Black-and-white portrait of an older white man and a younger white woman
Matt Baron/Shutterstock

Jimmy Iovine and Liberty Ross

Los Angeles

Record producer

Contemporary art


What does a life of semi-retirement offer former Interscope Records CEO and Beats cofounder Jimmy Iovine, whose $3 billion contract with Apple expired in 2019? Even more time to expand his art collection. Iovine, who credits business magnate and fellow Top 200 collector David Geffen with introducing him to the gallery scene, has acquired works by artists including Ed Ruscha, David Hammons, and Claude Lalanne. In February 2018, Iovine and his wife, Liberty Ross, donated the colossal Mark Bradford painting 150 Portrait Tone—which incorporates excerpts of dialogue from a video of the fatal 2016 police shooting of Philando Castile livestreamed on Facebook—to the Los Angeles County Museum of Art. At the time of the donation, LACMA declined to confirm the monetary value of the nearly 20-foot-wide work, though estimates pegged it at around $5 million. “It completely inspires me, the way some of the great music I love has inspired me,” Iovine told the Hollywood Reporter. “I just thought this needs to be out there and seen.” 

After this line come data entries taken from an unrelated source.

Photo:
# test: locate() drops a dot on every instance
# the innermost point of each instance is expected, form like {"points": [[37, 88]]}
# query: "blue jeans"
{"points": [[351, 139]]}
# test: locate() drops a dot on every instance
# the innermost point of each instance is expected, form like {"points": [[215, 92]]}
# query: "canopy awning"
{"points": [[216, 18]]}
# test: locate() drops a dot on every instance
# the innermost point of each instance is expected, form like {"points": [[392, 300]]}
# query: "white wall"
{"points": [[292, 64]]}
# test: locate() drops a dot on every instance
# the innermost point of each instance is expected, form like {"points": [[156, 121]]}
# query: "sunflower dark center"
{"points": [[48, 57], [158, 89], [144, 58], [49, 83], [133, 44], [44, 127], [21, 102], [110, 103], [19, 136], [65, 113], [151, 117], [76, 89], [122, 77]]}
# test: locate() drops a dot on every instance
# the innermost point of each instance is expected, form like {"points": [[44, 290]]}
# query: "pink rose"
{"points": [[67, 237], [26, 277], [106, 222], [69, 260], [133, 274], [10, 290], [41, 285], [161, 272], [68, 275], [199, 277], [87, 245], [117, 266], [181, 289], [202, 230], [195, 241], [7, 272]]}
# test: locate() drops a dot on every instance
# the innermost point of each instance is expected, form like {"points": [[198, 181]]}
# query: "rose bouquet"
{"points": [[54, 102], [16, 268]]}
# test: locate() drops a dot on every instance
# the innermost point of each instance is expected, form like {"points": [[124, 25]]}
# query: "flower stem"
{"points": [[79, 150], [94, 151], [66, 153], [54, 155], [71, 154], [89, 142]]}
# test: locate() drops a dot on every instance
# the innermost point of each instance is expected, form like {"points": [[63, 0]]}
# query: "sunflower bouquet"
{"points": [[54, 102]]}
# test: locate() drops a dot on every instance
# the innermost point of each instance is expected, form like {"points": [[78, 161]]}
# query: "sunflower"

A titan of the music industry, Iovine is largely credited with introducing hip-hop to the mainstream, propelling artists such as Tupac, 50 Cent, and Eminem to widespread fame through magazine features, music videos, and radio appearances. His fruitful partnership with Dr. Dre led to the now ubiquitous Beats headphones. Many of these artists’ music acted as the influence for a 2022 initiative in which people such as Chloe Wise, KAWS, Lauren Halsey, Raymond Pettibon, and more were commissioned to create new covers for famed albums to mark Interscope’s 30th anniversary. “I think this project is going to inspire a lot of [musical] artists to refocus on their album artwork,” Iovine told ARTnews. The resulting works also appeared in a show at LACMA that year.